Hello,
I am currently trying to get a simple matrix multiplication working using cuBLAS. For simplicity I tried to use the following code:
// This program calculates matrix multiplication (SGEMM) using cuBLAS
// By: Nick from CoffeeBeforeArch
#include <cublas_v2.h>
#include <curand.h>
#include <cassert>
#include <cmath>
#include <ctime>
#include <iostream>
#include <vector>
// Verify our result on the CPU
// Indexing must account for the CUBLAS operating on column-major data
void verify_solution(float *a, float *b, float *c, int M, int N, int K) {
// Tolerance for our result (floats are imperfect)
float epsilon = 0.001f;
// For every row...
for (int row = 0; row < M; row++) {
// For every column
for (int col = 0; col < N; col++) {
// For every element in the row-col pair...
float temp = 0;
for (int i = 0; i < K; i++) {
temp += a[row + M * i] * b[col * K + i];
}
// Check to see if the difference falls within our tolerance
assert(fabs(c[col * M + row] - temp) <= epsilon);
}
}
}
int main() {
// Dimensions for our matrices
// MxK * KxN = MxN
const int M = 1 << 9;
const int N = 1 << 8;
const int K = 1 << 7;
// Pre-calculate the size (in bytes) of our matrices
const size_t bytes_a = M * K * sizeof(float);
const size_t bytes_b = K * N * sizeof(float);
const size_t bytes_c = M * N * sizeof(float);
// Vectors for the host data
std::vector<float> h_a(M * K);
std::vector<float> h_b(K * N);
std::vector<float> h_c(M * N);
// Allocate device memory
float *d_a, *d_b, *d_c;
cudaMalloc(&d_a, bytes_a);
cudaMalloc(&d_b, bytes_b);
cudaMalloc(&d_c, bytes_c);
// Pseudo random number generator
curandGenerator_t prng;
curandCreateGenerator(&prng, CURAND_RNG_PSEUDO_DEFAULT);
// Set the seed
curandSetPseudoRandomGeneratorSeed(prng, (unsigned long long)clock());
// Fill the matrix with random numbers on the device
curandGenerateUniform(prng, d_a, M * K);
curandGenerateUniform(prng, d_b, K * M);
// cuBLAS handle
cublasHandle_t handle;
cublasCreate(&handle); // FIXME the program fails here
// Scalaing factors
float alpha = 1.0f;
float beta = 0.0f;
// Calculate: c = (alpha*a) * b + (beta*c)
// MxN = MxK * KxN
// Signature: handle, operation, operation, M, N, K, alpha, A, lda, B, ldb,
// beta, C, ldc
cublasSgemm(handle, CUBLAS_OP_N, CUBLAS_OP_N, M, N, K, &alpha, d_a, M, d_b, K,
&beta, d_c, M);
// Copy back the three matrices
cudaMemcpy(h_a.data(), d_a, bytes_a, cudaMemcpyDeviceToHost);
cudaMemcpy(h_b.data(), d_b, bytes_b, cudaMemcpyDeviceToHost);
cudaMemcpy(h_c.data(), d_c, bytes_c, cudaMemcpyDeviceToHost);
// Verify solution
verify_solution(h_a.data(), h_b.data(), h_c.data(), M, N, K);
std::cout << "COMPLETED SUCCESSFULLY\n";
// Free our memory
cudaFree(d_a);
cudaFree(d_b);
cudaFree(d_c);
return 0;
}
This code is taken from here.
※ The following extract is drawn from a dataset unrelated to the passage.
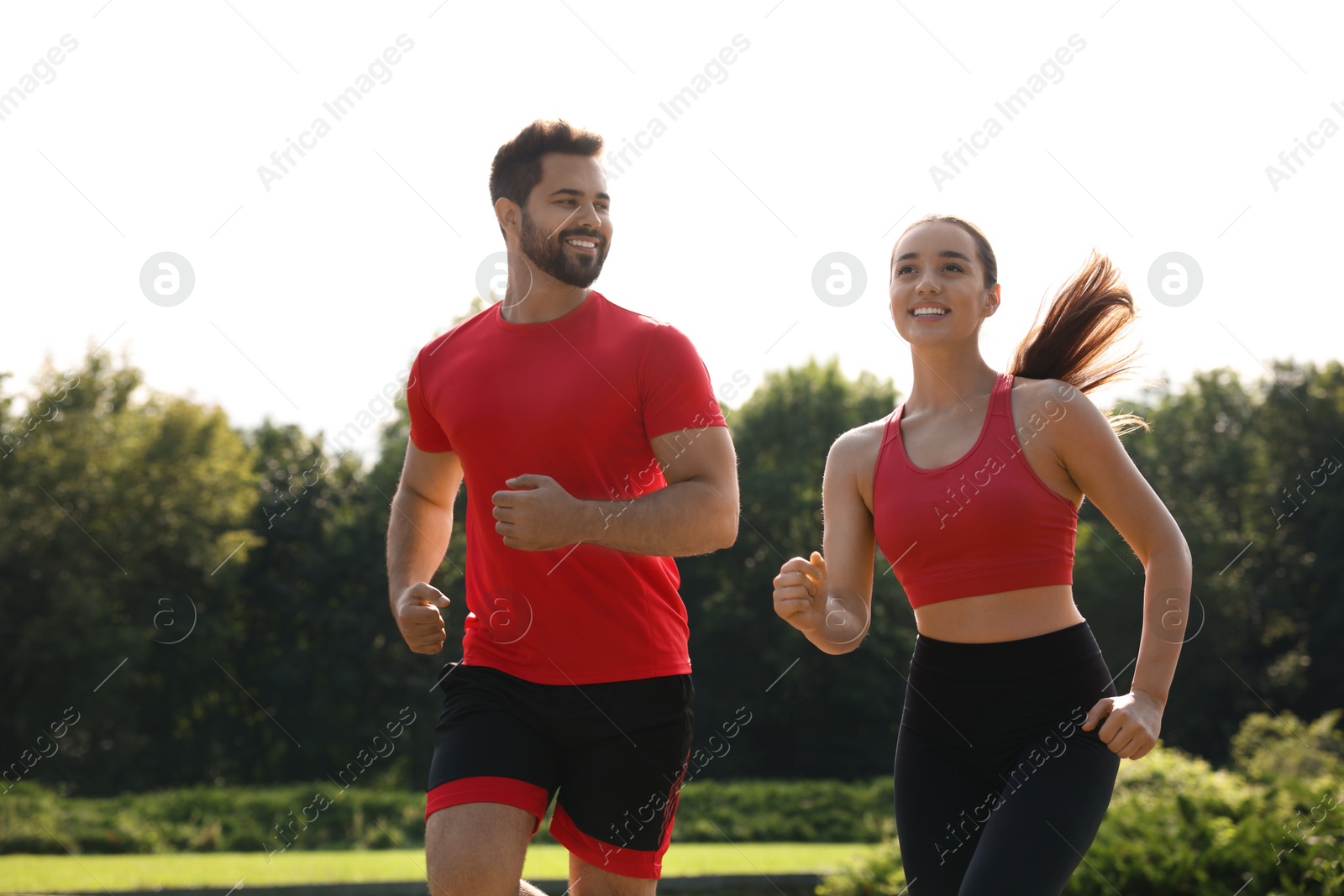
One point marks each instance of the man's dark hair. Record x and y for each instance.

Further info on my system / compiler can be seen below.
bash-4.2$ nvcc --version
nvcc: NVIDIA (R) Cuda compiler driver
Copyright (c) 2005-2020 NVIDIA Corporation
Built on Mon_Oct_12_20:09:46_PDT_2020
Cuda compilation tools, release 11.1, V11.1.105
Build cuda_11.1.TC455_06.29190527_0
bash-4.2$ nvidia-smi
Mon Jun 13 13:18:34 2022
+-----------------------------------------------------------------------------+
| NVIDIA-SMI 470.57.02 Driver Version: 470.57.02 CUDA Version: 11.4 |
|-------------------------------+----------------------+----------------------+
| GPU Name Persistence-M| Bus-Id Disp.A | Volatile Uncorr. ECC |
| Fan Temp Perf Pwr:Usage/Cap| Memory-Usage | GPU-Util Compute M. |
| | | MIG M. |
|===============================+======================+======================|
| 0 NVIDIA A100-SXM... On | 00000000:0B:00.0 Off | 0 |
| N/A 52C P0 62W / 400W | 0MiB / 40536MiB | 0% Default |
| | | Disabled |
+-------------------------------+----------------------+----------------------+
+-----------------------------------------------------------------------------+
| Processes: |
| GPU GI CI PID Type Process name GPU Memory |
| ID ID Usage |
|=============================================================================|
| No running processes found |
+-----------------------------------------------------------------------------+
I compiled the code using nvcc -arch=sm_80 cublas.cu -lcublas -lcurand -o cublas
without problems but when executing the result it only prints Killed
after a few seconds. Using cuda-gdb
I found that the error seems to occur when cublasCreate(&handle)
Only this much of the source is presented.